Entry effects of droplet in a micro confinement: implications for deformation-based CTC microfiltration

TL;DR

This study investigates how droplets representing circulating tumor cells deform and pass through microchannels, revealing flow regimes and optimal velocities crucial for designing effective deformation-based CTC microfiltration devices.

Contribution

It introduces a numerical analysis of droplet deformation and pressure thresholds in microchannels, identifying flow regimes and proposing an optimal velocity concept for device design.

Findings

Identified two flow regimes: squeezing and shearing.

Discovered a non-monotonic relationship between critical pressure and flow rate.

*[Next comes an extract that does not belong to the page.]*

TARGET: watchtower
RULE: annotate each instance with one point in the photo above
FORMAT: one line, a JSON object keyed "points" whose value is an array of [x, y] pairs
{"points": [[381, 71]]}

Proposed an optimal velocity for CTC filtration efficiency.

Abstract

Deformation based circulating tumor cell (CTC) microchips are a representative diagnostic device for early cancer detection. This type of device usually involves a process of CTC trapping in a confined microgeometry. Further understanding of the CTC flow regime, as well as the threshold passing-through pressure is key to the design of deformation based CTC filtration devices. In the present numerical study, we investigate the transitional deformation and pressure signature from surface tension dominated flow to viscous shear stress dominated flow using a droplet model. Regarding whether CTC fully blocks the channel inlet, we observe two flow regimes: CTC squeezing and shearing regime. By studying the relation of CTC deformation at the exact critical pressure point for increasing inlet velocity, three different types of cell deformation are observed: 1) hemispherical front, 2) parabolic front, and 3) elongated CTC co-flowing with carrier media. Focusing on the circular channel, we observe a first increasing and then decreasing critical pressure change with increasing flow rate. By pressure analysis, the concept of optimum velocity is proposed to explain the behavior of CTC filtration and design optimization of CTC filter. Similar behavior is also observed in channels with symmetrical cross sessions like square and triangular but not in rectangular channels which only results in decreasing critical pressure.